Before we see what exactly’s happening in the algorithm, we need to know what exactly needs to be achieved. A capsule i in a lower-level layer needs to decide how to send its output vector to higher-level capsules j. It makes the decision by changing the scalar weight c[ij], which will multiply its output vector and then be treated as input to a capsule above in the hierarchy.

The first line of the procedure takes all present capsules at a lower level l and their outputs u, as well as the number of routing iterations r that are given by the user. The last line suggests that the procedure would produce the output of a capsule present above in the hierarchy of the network, v[j]. To those familiar with training of neural networks, this algorithm can be considered somewhat analogous to the forward pass of a conventional neural network.
The second line defines a coefficient b[ij] which is a temporary value that is iteratively updated and stored in c[ij] after the procedure is over. It’s initialized as 0 at the start of the procedure.
The third line signifies that the lines 4–7 would be iteratively repeated for r times.
The fourth line calculates the value of the vector c[i], which are all the weights for the lower-level capsule i. This process is then done for all lower level capsules. Softmax is used to ensure that each weight c[ij] that’s captured is non-negative, and that the sum of all weights eventually is equal to one.
After the weights are calculated for all lower level capsules, step five calculates a linearly related combination of all obtained input vectors. Each input vector is weighted by the routing coefficient c[ij] that was determined in the previous step.
The sixth line describes the vectors being passed through the squash non-linearity, which ensures the preservation of the direction component of the vector, but its length is enforced to be no more than one.

Suggestions from the authors

The paper examines a range of values for both the MNIST as well as the CIFAR datasets. There are two main suggestions given by the authors in the paper that can be important to note while training a capsule network: More iterations tend to overfit the data and it’s recommended to use 3 routing iterations in practice.

The Code

For those of us that need to see the results with our own eyes, the official models that were used in the paper for the dynamic routing algorithm have been released by the authors. You can find them here:

Applications and Implementations

The best measure of any idea can be taken from practical examples and works that have been done based on it.
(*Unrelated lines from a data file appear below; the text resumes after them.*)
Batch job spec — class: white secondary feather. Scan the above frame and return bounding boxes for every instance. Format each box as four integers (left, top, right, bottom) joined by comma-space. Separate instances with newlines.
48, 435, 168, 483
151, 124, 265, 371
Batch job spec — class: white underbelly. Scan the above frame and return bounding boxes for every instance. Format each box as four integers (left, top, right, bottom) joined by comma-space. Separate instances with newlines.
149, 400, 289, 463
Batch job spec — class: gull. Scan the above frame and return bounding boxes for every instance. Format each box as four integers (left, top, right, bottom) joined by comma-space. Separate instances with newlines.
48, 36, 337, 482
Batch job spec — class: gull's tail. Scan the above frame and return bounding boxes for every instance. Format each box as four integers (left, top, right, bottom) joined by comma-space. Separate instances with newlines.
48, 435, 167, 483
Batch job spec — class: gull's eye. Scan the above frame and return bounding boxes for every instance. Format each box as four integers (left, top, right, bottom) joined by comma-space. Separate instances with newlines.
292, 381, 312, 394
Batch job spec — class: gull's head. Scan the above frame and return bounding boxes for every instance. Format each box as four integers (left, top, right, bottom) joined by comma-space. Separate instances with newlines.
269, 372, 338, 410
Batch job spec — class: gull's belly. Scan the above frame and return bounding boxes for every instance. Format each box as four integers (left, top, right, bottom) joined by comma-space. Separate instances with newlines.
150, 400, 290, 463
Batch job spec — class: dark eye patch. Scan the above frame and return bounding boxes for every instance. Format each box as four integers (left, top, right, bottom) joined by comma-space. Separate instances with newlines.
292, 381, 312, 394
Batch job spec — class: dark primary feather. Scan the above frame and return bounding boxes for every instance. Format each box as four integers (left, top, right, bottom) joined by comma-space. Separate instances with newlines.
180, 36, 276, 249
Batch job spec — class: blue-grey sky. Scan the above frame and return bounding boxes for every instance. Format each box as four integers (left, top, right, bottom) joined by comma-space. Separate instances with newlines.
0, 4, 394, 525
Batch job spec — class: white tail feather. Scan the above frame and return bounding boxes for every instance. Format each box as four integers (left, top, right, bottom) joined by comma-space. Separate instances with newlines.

As mentioned before, capsule networks took the deep learning community by storm when released, and since then, there have been a number of works that have been published with a capsule network at its foundation.

Capsule nets have now been proposed to be used in a variety of areas, from sentiment analysis to object segmentation to lung cancer screening.

Limitations

Even though capsule networks open up a whole new range of possibilities, they still have not been able to surpass convolutional neural networks in most fields, despite having better accuracy when compared to the former.

While capsule networks do tend to solve the core issues faced by convolutional neural networks, they still have a long way to go. Capsule networks have not been tested satisfactorily on large datasets like ImageNet, which has lead to some doubt about its ability to perform well (better than existing approaches) on large datasets.

Also, CapsNets are tediously slow to train and validate. This is because of the inner loop of the dynamic routing algorithm. This renders it incompatible for efficient training on fairly large datasets, as the number of iterations that would be required would be quite a lot. In addition, it also remains to be seen how well capsule networks work on more complex datasets and in different domains.

Conclusion

Hinton and his team introduced the world to a new building block—capsules—that has the potential to be used in deep learning to better model spatial and hierarchical relationships between internal representations of knowledge within a neural network. The intuition behind them is cunningly simple and yet has elegance to it.

With the amount of research going into capsule networks, it’s only a matter of time until it further expands into other domains of deep learning.